The Way Different Parts Of The World Celebrate Christmas
Christmas is in a few week from now, and the whole world is getting busier and busier. In the Philippines, lights and sales are shining left and right while the street gets crowded. How does the rest of the world celebrate Christmas though?
Here are six countries that celebrate Christmas differently:
In Australia, Christmas is the start of the summer holidays. While the rest of the world celebrate indoors, you’ll see Australians camping for Christmas. To get into the Christmas spirit, Australians also go out to sing carols on Christmas Eve. Moreover, they decorate their homes with wreaths and ornaments, gardens shining bright with Christmas lights. They have their local celebration, in towns or cities, called Carols by Candlelight service, wherein local bands and artists sing Christmas songs. Since it’s summer in Australia, words pertaining to winter are changed into special Australian words.

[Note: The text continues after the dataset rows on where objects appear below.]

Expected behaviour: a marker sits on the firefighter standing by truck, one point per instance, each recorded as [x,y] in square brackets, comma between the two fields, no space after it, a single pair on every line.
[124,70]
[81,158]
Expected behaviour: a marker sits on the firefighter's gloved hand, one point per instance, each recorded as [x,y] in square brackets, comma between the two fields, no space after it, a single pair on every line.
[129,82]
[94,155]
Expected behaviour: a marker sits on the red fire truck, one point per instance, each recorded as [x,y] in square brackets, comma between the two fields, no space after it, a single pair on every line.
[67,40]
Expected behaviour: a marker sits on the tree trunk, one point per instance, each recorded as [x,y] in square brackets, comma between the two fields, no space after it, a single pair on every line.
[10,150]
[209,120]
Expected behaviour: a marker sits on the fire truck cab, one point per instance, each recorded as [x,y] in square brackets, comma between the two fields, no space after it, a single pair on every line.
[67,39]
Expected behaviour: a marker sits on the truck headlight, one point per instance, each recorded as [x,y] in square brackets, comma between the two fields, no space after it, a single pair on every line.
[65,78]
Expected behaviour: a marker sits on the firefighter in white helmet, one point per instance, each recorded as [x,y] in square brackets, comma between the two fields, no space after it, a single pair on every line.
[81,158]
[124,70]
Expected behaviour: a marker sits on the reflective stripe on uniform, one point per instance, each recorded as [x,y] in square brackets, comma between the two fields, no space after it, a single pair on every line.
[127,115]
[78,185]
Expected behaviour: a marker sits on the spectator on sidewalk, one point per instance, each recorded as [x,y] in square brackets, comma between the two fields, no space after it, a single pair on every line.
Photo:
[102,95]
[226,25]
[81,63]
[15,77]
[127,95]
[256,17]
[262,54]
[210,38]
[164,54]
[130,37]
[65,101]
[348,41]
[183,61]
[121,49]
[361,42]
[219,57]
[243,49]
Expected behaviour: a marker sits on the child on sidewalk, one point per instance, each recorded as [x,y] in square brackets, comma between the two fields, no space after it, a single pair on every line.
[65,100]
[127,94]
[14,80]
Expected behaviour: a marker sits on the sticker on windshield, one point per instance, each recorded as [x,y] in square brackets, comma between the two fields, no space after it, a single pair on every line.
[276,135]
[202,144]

Since only a small percentage of China are Christians, Christmas is often only celebrated in major cities. These cities get into the Christmas mood with the place decorated with lights and ornaments. Only a few have Christmas trees, and when they do, they are decorated with paper chains, paper flowers, and paper lanterns. Moreover, giving apples on Christmas Eve has become a popular tradition. The reason for this is that Christmas Eve in Chinese (“Ping An Ye”, which means “silent night”) closely resembles the Chinese word for apple (“Ping Guo”).
A traditional food during Christmas in Japan though is the Christmas cake – a sponge cake whipped with cream and strawberry. But since Christmas is not an official holiday in Japan, the Japanese folks head to work when the date falls on a weekday. In this manner, Christmas in Japan is a celebration of happiness more than a time for religion. Much like Valetine’s Day, Christmas Eve has become a romantic day for couples as they spend the day together.
Much like the Filipinos, people in Spain celebrate Christmas by going to church for the Midnight Mass (also known as “La Misa De Gallo”). After the midnight mass, people are seen walking through the streets with torches, playing the guitar, tambourines and the drums. They could be heard saying, “Esta Noches es Noche-Buena, Y no Es noche de dormer.” In English, “Tonight is the good night, and it is not meant for sleeping.” On Christmas Eve, the Spanish have their Noche Buena as well, serving Pavo Trufado de Navidad, which is turkey stuffed with truffle mushrooms.
The United Kingdom
In the UK, Christmas is a time for family. From decorating the home to the Christmas tree, every family member holds a special role. The main Christmas meal, on the other hand, is eaten on the actual Christmas day, either at lunchtime or the early afternoon. On the table are roast turkey, vegetables, bacon, and sausages, served with cranberry sauce and bread sauce on the side. Moreover, having a White Christmas has also become a big thing in the UK. Since it doesn’t snow often during the season, many anticipate (or even play a game) if December 25th would have at least a single snowflake.
Since the United States of America is a melting pot of different cultures, Christmas is celebrated differently, depending on the family tradition. This is why “Happy Holidays” is more greeted than “Merry Christmas” to respect every culture present in the country. Generally, though, every household gets into the Christmas spirit when the Christmas trees stand upright and decorated. The house is also decorated with Christmas lights and statues of Santa Clause, the Snowman, and raindeers. The parks, trees, and buildings are also decorated in major cities.
While the differences on how Christmas is celebrated between countries are evident, it is apparent that Christmas is truly a time for family, friends, happiness, and love. So let’s not forget those who mean most to us this Christmas. Show your love. Celebrate. Be happy!
Enjoy the Christmas season, everyone. And to all, Happy Holidays!